Second Level Domains: Who Will Get Yours?
Nominet, the not-for-profit organisation that administers all of the .uk domain names (web addresses), recently announced direct.uk, a proposal for the launch of a new second level .uk commercial domain space. Put simply, to allow businesses to buy a domain in the form domain.uk. You have to admit that it sounds and looks a lot neater than domain.co.uk, so maybe this is a good idea.
Along with these .uk domains will come new built-in features such as owner verification, anti-malware detection and digital signatures, all designed to offer a higher level of security to both website visitors and domain owners. All potentially good offerings and, significantly, all able to be offered on your current .co.uk domains, albeit at a price. Oh yes, price, expect to pay something over £20 a year per .uk domain (based on Nominet’s current estimate). That’s an increase in cost over .co.uk domains of approximately 800%, from a not-for-profit that’s been accumulating a surplus since 2003.

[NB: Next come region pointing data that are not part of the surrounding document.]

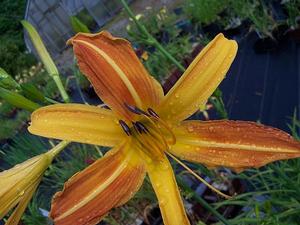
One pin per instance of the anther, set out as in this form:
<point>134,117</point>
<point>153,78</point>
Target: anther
<point>135,110</point>
<point>125,127</point>
<point>152,113</point>
<point>140,127</point>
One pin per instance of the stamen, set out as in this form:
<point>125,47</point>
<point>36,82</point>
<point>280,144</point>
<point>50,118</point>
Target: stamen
<point>135,110</point>
<point>140,127</point>
<point>125,127</point>
<point>198,177</point>
<point>132,109</point>
<point>152,113</point>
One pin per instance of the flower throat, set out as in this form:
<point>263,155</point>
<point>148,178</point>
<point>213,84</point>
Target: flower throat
<point>151,134</point>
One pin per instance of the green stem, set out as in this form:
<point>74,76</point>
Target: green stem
<point>61,88</point>
<point>201,201</point>
<point>18,100</point>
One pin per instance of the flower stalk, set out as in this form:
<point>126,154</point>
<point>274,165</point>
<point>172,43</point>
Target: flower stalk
<point>21,181</point>
<point>46,59</point>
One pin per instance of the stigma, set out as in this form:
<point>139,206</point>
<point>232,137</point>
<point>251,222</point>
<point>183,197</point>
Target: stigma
<point>152,135</point>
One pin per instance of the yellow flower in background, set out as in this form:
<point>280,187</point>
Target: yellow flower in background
<point>143,125</point>
<point>19,183</point>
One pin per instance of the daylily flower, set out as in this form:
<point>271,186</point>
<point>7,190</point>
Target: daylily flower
<point>19,183</point>
<point>143,124</point>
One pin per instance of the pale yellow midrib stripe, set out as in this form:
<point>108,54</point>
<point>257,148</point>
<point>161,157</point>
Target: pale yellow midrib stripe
<point>201,143</point>
<point>96,191</point>
<point>118,70</point>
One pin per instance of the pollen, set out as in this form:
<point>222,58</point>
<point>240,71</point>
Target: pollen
<point>152,135</point>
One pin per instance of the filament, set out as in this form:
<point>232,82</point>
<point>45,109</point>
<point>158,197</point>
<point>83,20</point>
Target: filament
<point>198,177</point>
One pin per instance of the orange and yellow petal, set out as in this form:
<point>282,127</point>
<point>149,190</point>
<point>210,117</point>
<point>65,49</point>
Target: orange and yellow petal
<point>77,122</point>
<point>200,80</point>
<point>107,183</point>
<point>115,72</point>
<point>235,144</point>
<point>166,189</point>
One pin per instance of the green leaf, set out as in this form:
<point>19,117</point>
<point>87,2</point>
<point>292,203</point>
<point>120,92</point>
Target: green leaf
<point>78,26</point>
<point>40,48</point>
<point>45,58</point>
<point>31,92</point>
<point>17,100</point>
<point>6,81</point>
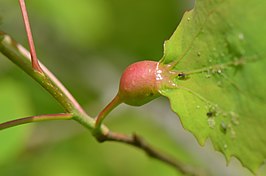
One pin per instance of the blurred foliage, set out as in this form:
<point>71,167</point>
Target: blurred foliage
<point>77,41</point>
<point>224,99</point>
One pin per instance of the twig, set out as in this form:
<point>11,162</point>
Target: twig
<point>35,65</point>
<point>139,142</point>
<point>17,54</point>
<point>39,118</point>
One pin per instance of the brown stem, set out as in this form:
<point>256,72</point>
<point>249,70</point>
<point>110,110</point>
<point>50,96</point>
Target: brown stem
<point>40,118</point>
<point>114,103</point>
<point>35,65</point>
<point>138,142</point>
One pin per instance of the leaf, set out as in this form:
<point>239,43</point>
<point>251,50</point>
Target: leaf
<point>14,103</point>
<point>219,48</point>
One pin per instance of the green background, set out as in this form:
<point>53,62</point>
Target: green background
<point>87,44</point>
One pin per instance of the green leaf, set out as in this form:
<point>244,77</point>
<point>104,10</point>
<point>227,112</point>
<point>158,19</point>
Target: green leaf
<point>219,47</point>
<point>14,104</point>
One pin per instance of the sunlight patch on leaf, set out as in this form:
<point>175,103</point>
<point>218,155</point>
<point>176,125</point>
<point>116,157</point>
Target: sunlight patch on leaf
<point>221,56</point>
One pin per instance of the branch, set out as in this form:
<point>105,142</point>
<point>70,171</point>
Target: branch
<point>140,143</point>
<point>21,57</point>
<point>34,60</point>
<point>40,118</point>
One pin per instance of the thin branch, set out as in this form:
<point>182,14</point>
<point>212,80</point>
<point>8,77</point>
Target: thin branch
<point>31,119</point>
<point>140,143</point>
<point>20,56</point>
<point>34,59</point>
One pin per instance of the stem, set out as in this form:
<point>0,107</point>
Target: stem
<point>20,56</point>
<point>34,60</point>
<point>113,104</point>
<point>140,143</point>
<point>40,118</point>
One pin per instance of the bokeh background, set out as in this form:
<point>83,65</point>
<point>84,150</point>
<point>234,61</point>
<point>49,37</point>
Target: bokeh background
<point>87,44</point>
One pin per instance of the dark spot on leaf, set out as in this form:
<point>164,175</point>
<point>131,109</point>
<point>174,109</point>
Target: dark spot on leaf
<point>211,114</point>
<point>223,127</point>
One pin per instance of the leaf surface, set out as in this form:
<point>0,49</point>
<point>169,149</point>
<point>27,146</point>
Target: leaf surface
<point>219,49</point>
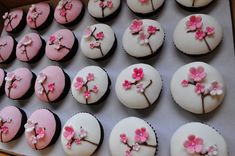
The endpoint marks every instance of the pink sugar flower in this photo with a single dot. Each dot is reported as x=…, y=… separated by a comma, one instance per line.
x=141, y=135
x=136, y=26
x=123, y=138
x=200, y=35
x=79, y=83
x=138, y=74
x=194, y=23
x=185, y=83
x=69, y=132
x=193, y=144
x=197, y=74
x=126, y=84
x=216, y=88
x=210, y=30
x=100, y=35
x=199, y=88
x=152, y=29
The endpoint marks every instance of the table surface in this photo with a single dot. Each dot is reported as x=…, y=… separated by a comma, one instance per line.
x=164, y=116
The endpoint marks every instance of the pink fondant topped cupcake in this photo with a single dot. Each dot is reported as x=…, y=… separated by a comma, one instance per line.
x=7, y=48
x=42, y=129
x=62, y=45
x=69, y=12
x=30, y=48
x=14, y=20
x=19, y=83
x=39, y=15
x=12, y=120
x=52, y=84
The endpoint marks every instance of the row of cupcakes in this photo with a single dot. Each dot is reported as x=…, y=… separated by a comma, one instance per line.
x=69, y=12
x=137, y=87
x=83, y=134
x=196, y=34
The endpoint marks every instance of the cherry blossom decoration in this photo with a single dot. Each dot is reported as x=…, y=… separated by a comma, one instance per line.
x=141, y=138
x=138, y=76
x=147, y=2
x=90, y=34
x=43, y=89
x=81, y=85
x=34, y=14
x=36, y=133
x=64, y=6
x=25, y=42
x=11, y=82
x=56, y=42
x=196, y=76
x=137, y=28
x=195, y=25
x=195, y=145
x=3, y=128
x=2, y=44
x=9, y=17
x=71, y=136
x=103, y=4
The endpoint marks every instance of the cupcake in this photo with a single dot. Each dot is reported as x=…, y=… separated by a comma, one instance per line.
x=198, y=88
x=12, y=120
x=197, y=34
x=194, y=4
x=19, y=84
x=39, y=16
x=138, y=86
x=143, y=38
x=2, y=81
x=30, y=48
x=145, y=7
x=98, y=41
x=14, y=21
x=198, y=139
x=103, y=10
x=61, y=46
x=82, y=135
x=133, y=136
x=69, y=12
x=42, y=129
x=91, y=85
x=7, y=49
x=52, y=84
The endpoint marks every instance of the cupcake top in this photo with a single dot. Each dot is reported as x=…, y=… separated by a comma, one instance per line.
x=11, y=120
x=6, y=48
x=90, y=85
x=198, y=87
x=198, y=139
x=103, y=8
x=197, y=34
x=40, y=129
x=194, y=3
x=133, y=136
x=67, y=11
x=38, y=14
x=144, y=6
x=60, y=44
x=143, y=38
x=12, y=19
x=50, y=83
x=138, y=86
x=97, y=41
x=28, y=47
x=18, y=82
x=81, y=135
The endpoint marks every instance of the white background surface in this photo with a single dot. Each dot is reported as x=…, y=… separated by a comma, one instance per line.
x=165, y=116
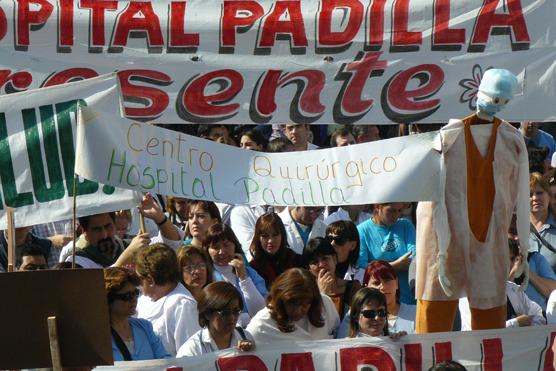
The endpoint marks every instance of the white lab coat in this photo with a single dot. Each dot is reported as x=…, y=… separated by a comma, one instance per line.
x=174, y=317
x=295, y=241
x=242, y=222
x=265, y=331
x=520, y=302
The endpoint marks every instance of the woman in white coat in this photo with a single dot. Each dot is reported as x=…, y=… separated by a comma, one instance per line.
x=165, y=302
x=295, y=310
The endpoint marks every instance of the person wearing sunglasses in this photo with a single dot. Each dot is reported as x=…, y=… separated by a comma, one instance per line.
x=368, y=315
x=219, y=307
x=195, y=269
x=132, y=338
x=321, y=260
x=344, y=238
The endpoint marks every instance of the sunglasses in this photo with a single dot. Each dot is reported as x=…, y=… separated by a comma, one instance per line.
x=190, y=268
x=338, y=240
x=128, y=296
x=372, y=313
x=228, y=312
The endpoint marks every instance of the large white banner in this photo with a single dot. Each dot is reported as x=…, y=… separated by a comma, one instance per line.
x=276, y=61
x=127, y=154
x=520, y=349
x=37, y=154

A surprising element of the current proposal is that these .uk domains are to exist alongside .co.uk and not replace them; duplicate renewals therefore if you want to protect your brand. I have to admit that I never saw that one coming, for a number of reasons, but not least the confusion it’ll cause. Nominet are effectively proposing to introduce enhanced .uk domains which by inference will make all .co.uk domain names second best and ultimately probably worthless, deemed to be untrustworthy.
The longer term future of .co.uk is certainly in doubt as this proposal stands. Indeed I can imagine .co.uk disappearing all together at some point and the migration from .co.uk to .uk (which probably most industry insiders would have expected) will have happened anyway.

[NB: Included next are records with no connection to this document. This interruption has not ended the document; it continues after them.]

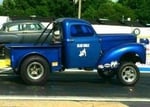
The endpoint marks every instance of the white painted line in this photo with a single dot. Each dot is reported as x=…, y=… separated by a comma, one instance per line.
x=70, y=98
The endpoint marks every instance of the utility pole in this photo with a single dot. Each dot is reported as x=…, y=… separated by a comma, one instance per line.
x=79, y=8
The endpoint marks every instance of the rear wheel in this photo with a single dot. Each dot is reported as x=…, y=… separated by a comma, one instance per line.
x=128, y=73
x=35, y=70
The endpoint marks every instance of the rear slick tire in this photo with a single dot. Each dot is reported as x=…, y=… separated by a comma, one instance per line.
x=35, y=70
x=128, y=73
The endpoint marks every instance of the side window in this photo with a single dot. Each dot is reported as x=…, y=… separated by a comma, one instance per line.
x=81, y=30
x=13, y=28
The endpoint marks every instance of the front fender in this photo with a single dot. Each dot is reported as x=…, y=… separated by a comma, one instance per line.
x=116, y=53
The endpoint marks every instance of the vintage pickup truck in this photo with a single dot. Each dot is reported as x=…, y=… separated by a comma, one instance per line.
x=75, y=44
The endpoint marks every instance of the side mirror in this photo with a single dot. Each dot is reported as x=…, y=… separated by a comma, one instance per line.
x=136, y=31
x=57, y=33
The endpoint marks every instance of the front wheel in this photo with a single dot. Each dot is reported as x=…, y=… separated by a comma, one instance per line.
x=128, y=74
x=108, y=74
x=35, y=70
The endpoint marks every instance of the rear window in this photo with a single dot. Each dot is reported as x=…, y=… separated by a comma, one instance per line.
x=81, y=30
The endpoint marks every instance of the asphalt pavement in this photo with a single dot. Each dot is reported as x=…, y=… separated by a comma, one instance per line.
x=79, y=86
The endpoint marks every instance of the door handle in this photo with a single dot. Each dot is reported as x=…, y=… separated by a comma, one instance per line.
x=70, y=40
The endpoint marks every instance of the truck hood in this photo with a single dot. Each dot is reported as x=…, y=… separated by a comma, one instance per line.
x=108, y=41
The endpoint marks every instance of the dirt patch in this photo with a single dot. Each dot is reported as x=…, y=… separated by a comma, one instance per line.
x=37, y=103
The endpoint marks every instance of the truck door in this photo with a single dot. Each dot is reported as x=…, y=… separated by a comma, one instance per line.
x=82, y=48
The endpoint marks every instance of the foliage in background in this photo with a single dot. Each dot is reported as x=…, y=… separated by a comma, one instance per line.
x=91, y=9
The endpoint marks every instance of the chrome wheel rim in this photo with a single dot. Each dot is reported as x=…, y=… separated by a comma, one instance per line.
x=129, y=74
x=35, y=70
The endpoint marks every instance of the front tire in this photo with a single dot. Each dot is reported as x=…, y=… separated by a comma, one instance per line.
x=34, y=70
x=128, y=73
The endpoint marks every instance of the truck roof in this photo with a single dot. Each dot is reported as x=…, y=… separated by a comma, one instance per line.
x=72, y=20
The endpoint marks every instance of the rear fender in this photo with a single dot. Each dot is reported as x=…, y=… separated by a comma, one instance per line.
x=115, y=54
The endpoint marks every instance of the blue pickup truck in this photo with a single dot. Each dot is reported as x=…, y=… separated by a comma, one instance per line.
x=75, y=44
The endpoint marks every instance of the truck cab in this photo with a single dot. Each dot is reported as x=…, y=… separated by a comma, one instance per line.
x=75, y=44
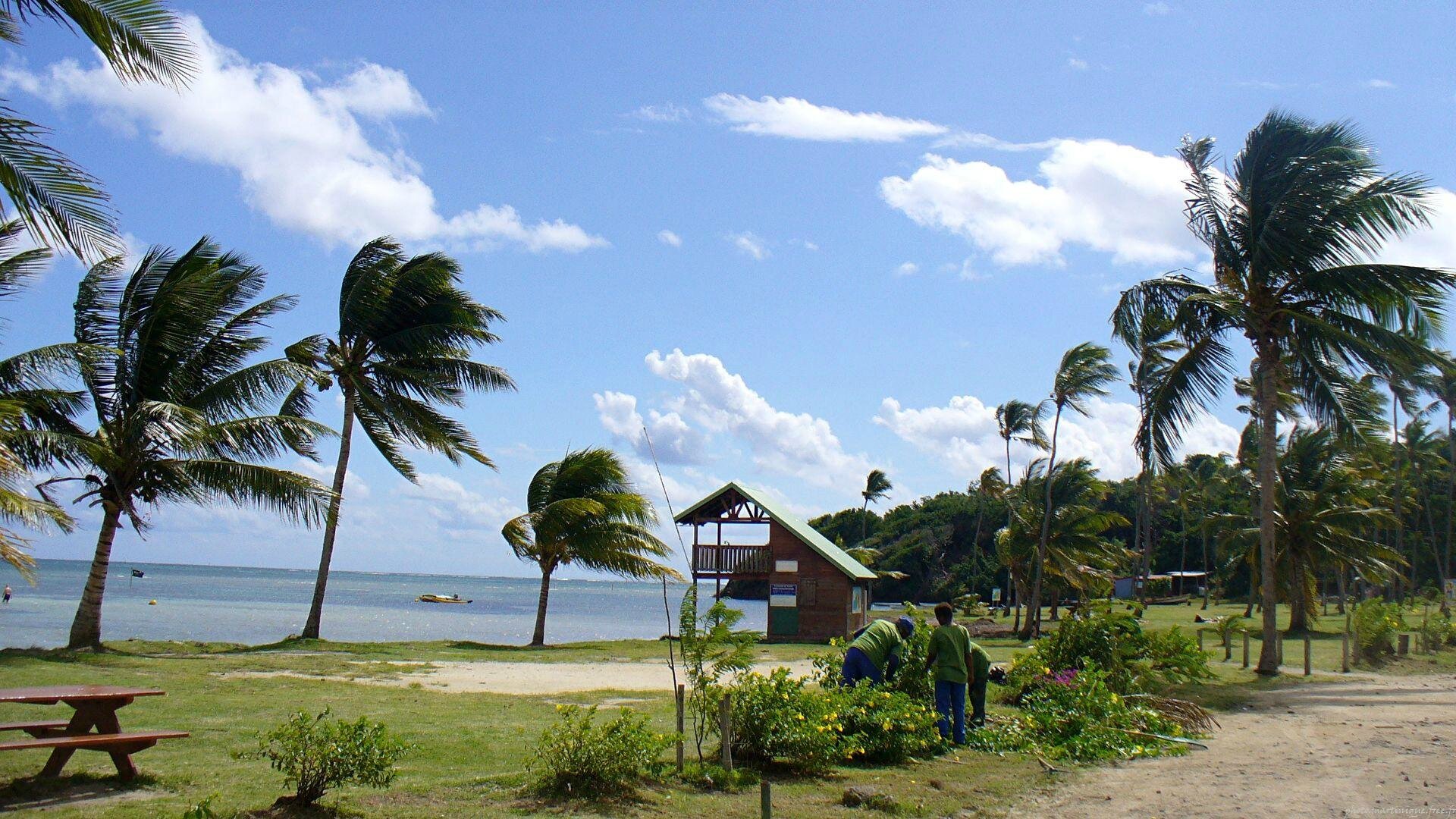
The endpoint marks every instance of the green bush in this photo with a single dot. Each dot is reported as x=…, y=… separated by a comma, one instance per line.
x=1079, y=717
x=1376, y=624
x=778, y=717
x=1133, y=659
x=316, y=754
x=579, y=758
x=884, y=726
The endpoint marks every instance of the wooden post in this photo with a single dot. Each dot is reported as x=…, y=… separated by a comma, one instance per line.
x=682, y=692
x=726, y=730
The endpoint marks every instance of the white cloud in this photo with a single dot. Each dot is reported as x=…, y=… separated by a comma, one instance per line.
x=297, y=145
x=1098, y=194
x=963, y=436
x=750, y=245
x=455, y=507
x=801, y=120
x=672, y=438
x=797, y=445
x=663, y=112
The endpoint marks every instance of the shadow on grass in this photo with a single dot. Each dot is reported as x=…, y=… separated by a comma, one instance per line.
x=34, y=793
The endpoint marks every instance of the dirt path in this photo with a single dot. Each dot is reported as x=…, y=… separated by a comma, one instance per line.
x=1360, y=748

If you are a .co.uk domain owner, who has perhaps spent many years and much of your ad budget promoting your web address, in any number of channels, you’re probably getting anxious to know what your rights are should this launch go ahead. You’ll need to secure the new version of your domain name, as it seems inevitable that it’ll become the new de facto UK commercial domain to have.
Nominet are proposing to protect owners of existing rights by releasing these domains in a series of Sunrise phases, the highest priority is to be given to those with registered rights (trade mark holders) and then a later Sunrise phase will allow applications from those with unregistered rights (primarily existing domain owners and limited company name holders), although there are conditions attached.

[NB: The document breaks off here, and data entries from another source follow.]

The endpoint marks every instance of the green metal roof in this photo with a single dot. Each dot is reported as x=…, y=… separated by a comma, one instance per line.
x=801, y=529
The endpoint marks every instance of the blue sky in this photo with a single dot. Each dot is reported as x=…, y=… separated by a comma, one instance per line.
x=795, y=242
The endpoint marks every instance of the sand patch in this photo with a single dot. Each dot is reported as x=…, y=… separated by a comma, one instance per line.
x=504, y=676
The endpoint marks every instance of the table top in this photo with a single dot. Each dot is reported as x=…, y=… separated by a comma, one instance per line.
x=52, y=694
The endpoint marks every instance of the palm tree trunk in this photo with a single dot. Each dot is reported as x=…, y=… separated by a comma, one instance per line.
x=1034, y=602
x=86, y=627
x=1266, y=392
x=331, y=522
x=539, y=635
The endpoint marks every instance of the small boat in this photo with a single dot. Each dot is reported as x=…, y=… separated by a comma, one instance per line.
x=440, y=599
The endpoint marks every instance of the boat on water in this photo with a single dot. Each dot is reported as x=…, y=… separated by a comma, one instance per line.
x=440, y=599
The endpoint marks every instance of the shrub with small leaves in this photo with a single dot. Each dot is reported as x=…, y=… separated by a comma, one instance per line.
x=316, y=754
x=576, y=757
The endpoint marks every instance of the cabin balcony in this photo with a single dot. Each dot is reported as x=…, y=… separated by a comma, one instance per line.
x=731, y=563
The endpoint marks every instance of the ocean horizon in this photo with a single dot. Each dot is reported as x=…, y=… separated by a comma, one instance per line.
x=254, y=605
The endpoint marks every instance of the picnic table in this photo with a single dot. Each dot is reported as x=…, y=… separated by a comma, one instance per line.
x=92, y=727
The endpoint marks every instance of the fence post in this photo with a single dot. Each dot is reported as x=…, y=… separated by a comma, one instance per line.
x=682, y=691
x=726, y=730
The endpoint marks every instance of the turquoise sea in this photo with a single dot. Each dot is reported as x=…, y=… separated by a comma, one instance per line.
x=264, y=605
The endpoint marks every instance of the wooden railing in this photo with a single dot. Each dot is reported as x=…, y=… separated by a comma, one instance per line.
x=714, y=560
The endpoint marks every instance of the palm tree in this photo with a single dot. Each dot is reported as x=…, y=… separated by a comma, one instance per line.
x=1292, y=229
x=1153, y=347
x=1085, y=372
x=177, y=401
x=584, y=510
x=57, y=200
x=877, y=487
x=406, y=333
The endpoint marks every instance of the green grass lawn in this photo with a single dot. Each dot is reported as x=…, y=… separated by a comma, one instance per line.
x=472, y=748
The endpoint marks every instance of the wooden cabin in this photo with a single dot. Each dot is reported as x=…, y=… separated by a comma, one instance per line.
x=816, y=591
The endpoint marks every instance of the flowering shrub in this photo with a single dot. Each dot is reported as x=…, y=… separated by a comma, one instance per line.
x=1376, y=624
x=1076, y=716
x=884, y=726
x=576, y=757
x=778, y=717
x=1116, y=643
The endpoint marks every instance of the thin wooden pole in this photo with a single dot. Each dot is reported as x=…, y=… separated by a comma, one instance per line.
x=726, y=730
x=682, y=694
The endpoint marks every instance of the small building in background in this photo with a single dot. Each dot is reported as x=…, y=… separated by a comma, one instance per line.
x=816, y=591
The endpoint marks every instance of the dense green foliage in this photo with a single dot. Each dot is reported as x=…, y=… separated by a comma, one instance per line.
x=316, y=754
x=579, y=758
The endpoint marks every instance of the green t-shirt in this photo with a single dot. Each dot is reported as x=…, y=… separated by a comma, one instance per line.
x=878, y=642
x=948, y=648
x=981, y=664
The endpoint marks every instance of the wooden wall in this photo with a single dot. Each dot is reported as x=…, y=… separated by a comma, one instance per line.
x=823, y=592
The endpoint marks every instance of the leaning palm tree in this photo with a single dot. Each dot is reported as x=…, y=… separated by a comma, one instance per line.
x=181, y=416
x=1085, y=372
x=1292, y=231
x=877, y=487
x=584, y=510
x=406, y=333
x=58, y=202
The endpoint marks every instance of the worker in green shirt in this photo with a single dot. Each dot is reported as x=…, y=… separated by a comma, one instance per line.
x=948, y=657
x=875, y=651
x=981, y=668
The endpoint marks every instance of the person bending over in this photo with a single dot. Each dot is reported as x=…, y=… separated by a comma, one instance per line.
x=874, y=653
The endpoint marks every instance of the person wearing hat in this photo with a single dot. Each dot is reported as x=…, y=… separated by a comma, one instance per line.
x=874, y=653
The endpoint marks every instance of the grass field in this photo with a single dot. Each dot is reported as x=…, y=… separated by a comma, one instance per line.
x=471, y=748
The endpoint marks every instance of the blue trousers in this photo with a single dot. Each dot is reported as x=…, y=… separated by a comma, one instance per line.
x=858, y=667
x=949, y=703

I hope that you put those intellectual property rights in place and secured your trade mark! Even if you did and you get your chance at the first Sunrise phase, if others with the same trade mark do the same you’ll find yourself in a bidding war. The plan is to auction any domains with more than one application. By the time we get to the second Sunrise phase not only will there be fewer domains available, but there’ll also be a lot more applications made. You will by no means be guaranteed ownership of your current domain(s) in the corresponding .uk format.
Nominet consider this proposal to be the creation of a new domain space and therefore treat registered rights as paramount. I consider it to be a refinement of an existing space and that the rights of current registrants of .co.uk should in these circumstances take precedence. The whole issue of existing rights only exists because this proposal rejects a migration in favour of a “co-existence”. Registered rights holders are already protected via Nominet’s dispute resolution service.
UK businesses stand to lose out of if this proposal goes ahead. Apart from the costs of re-branding (website changes and migration, stationery, advertising etc.), domain owners may need to be able to defend themselves with deep pockets if they have to compete to win their domain. Don’t forget the poor British public who’ll lose out too, confused by yet another type of web address; apparently more choice is what we want.
If this proposed .uk situation is all sounding like a bit of a mess and is causing you concern then please send your comments to Nominet and also highlight this issue to any business groups or networks you are members of.
The consultation period for this proposal means submissions must be made before 7th January 2013, until then all stakeholders are encouraged to make their views known; if you own a .co.uk domain you are a stakeholder. To date Nominet have only contacted a small group of stakeholders about this consultation and have not confirmed with me whether they intend to contact all domain owners. Visit the Nominet direct.uk consultation page for more information regarding what’s being proposed. Download a copy of their consultation document for details of the Sunrise process; the FAQ’s make good reading too. You can also request a hard copy of the consultation document or submit your comments via email by contacting Nominet.
As someone who owns a significant portfolio of .co.uk domain names I clearly have a lot to loose from this proposal in its current form and will be submitting my own comments. I have always championed the cause of small and medium size business on the internet and I can’t see how what’s being proposed will enhance the current situation, on the contrary. Even if .uk is the right solution this is the wrong way to go about it, based on what’s gone before within .co.uk; which was, according to Nominet – “The right place to be”.